Shayan Saeidi’s research aims to solve common problems with current biosensors, such as their size, cost and the need for extra equipment.
A new approach to biosensing
Saeidi’s innovation comes from combining two types of light-based technology that are usually studied separately: semiconductor lasers and plasmonics. The result is a novel laser structure optimized for sensing biological samples.
More specifically, his research focuses on extending the use of semiconductor-based laser diodes to biosensing applications.
The laser shines light directly onto a fluid sample, such as a drop of blood, and the way the light changes reveals what’s inside. This allows the sensor to detect signs of illness, or other important health indicators, with great sensitivity, which could in turn lead to quicker testing and more accurate results.
Quick, accessible results
In comparison to current commercial biosensors, this new design lowers both cost and size of biosensors.
“By removing the need for an external light source, we make the device smaller and more convenient to use, especially outside traditional labs,” Saeidi explains. “It could make medical testing faster and easier to access for both doctors and patients.”
With these improvements in place, the smaller biosensor could be used in places like clinics and emergency rooms subject to low light conditions, or in remote locations where larger or more expensive devices aren’t available.
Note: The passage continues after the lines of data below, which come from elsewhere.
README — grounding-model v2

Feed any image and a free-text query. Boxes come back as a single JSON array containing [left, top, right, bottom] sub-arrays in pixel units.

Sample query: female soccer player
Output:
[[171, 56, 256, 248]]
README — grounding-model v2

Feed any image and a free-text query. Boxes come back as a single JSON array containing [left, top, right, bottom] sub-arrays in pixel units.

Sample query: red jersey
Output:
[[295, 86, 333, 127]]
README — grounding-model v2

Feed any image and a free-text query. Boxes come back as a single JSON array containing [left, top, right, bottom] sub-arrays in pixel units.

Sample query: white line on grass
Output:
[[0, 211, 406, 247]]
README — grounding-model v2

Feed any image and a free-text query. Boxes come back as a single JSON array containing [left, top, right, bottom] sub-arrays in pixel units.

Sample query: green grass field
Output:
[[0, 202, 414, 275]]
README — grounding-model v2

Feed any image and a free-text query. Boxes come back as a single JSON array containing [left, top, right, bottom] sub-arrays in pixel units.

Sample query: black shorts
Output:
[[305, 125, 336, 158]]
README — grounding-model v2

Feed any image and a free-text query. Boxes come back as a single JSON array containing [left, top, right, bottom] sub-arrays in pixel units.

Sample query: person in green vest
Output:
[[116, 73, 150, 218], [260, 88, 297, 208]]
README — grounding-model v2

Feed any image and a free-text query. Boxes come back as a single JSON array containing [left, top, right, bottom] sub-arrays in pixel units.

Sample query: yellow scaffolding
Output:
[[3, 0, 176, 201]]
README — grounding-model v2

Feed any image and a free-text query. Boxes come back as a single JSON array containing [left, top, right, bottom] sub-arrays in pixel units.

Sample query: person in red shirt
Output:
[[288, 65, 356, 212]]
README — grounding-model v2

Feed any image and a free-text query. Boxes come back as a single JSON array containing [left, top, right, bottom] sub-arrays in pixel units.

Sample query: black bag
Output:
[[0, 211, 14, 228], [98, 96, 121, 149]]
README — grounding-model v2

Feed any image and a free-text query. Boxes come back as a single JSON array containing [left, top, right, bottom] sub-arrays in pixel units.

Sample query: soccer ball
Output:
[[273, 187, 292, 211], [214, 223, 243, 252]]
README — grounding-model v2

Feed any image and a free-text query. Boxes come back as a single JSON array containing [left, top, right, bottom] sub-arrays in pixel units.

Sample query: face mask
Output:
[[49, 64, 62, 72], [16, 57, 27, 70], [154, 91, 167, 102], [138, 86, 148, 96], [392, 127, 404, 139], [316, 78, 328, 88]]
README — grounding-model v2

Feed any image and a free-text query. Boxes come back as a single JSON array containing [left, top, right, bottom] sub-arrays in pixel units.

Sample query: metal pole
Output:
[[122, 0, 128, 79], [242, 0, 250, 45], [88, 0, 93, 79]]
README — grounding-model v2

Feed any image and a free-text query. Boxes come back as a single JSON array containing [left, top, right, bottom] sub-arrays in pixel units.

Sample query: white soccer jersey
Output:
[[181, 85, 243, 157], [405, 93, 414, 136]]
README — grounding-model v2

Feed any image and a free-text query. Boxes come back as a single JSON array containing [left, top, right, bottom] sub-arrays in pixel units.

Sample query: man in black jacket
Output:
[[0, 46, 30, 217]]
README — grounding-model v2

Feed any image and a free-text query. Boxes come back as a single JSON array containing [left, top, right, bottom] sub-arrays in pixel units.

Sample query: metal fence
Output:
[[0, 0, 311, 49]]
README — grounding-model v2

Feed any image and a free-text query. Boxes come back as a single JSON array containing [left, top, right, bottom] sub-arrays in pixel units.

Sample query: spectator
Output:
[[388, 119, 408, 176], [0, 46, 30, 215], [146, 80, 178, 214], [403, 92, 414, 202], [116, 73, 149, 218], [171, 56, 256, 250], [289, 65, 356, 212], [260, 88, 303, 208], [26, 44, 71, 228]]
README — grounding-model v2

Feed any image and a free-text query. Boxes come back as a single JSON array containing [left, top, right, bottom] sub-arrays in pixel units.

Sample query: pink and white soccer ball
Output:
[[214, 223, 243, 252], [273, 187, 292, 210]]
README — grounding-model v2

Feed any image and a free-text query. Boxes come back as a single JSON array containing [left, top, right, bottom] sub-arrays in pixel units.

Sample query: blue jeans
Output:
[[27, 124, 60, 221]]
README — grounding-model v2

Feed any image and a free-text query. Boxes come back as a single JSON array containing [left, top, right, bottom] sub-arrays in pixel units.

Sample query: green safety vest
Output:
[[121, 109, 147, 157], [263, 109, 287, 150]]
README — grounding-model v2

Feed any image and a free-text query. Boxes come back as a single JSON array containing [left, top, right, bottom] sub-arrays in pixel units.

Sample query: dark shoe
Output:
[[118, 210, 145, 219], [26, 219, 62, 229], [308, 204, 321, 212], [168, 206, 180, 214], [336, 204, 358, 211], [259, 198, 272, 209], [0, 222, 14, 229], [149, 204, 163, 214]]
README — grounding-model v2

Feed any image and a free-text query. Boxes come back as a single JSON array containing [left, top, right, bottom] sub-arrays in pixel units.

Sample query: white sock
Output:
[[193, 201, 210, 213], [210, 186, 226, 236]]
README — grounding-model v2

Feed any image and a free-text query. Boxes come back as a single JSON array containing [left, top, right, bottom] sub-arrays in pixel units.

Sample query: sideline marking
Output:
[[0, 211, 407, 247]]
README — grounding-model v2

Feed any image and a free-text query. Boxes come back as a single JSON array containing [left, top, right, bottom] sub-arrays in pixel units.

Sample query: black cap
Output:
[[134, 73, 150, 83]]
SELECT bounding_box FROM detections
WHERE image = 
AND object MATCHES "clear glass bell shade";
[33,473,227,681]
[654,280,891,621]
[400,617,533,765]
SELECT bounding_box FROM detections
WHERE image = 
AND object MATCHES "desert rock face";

It opens new avenues for health equity and accessibility.
From idea to working prototype
The project started with drawings and computer models to figure out how the laser should work. Now, after about a year of development, the team is building the device at the University of Ottawa’s NanoFab facility under the supervision of Pierre Berini and preparing to test it.
In the future, Saeidi hopes to continue refining the technology and eventually bring it to market where it can support everyday health care.
In addition to contributing to advances in medical technology, his research is also advancing the field of photonics itself by bridging the gap between two different laser technologies. It could lead to further innovations as new discoveries are made.
Saeidi sees exciting possibilities beyond this project. “I want to help develop photonic devices and circuits, whether in industry or academia,” he says. “Both play important roles in creating new technologies that improve our lives.”
Photonics, a uOttawa Engineering priority
Shayan Saeidi was awarded first place in the photonics for devices, networks and energy category at the 2025 Engineering and Computer Science Graduate Poster Competition, held during Research Day at the Faculty of Engineering.
uOttawa Engineering research in this area explores light-based technologies that drive innovations in communication, health care, quantum computing, environmental sensing, and sustainable energy.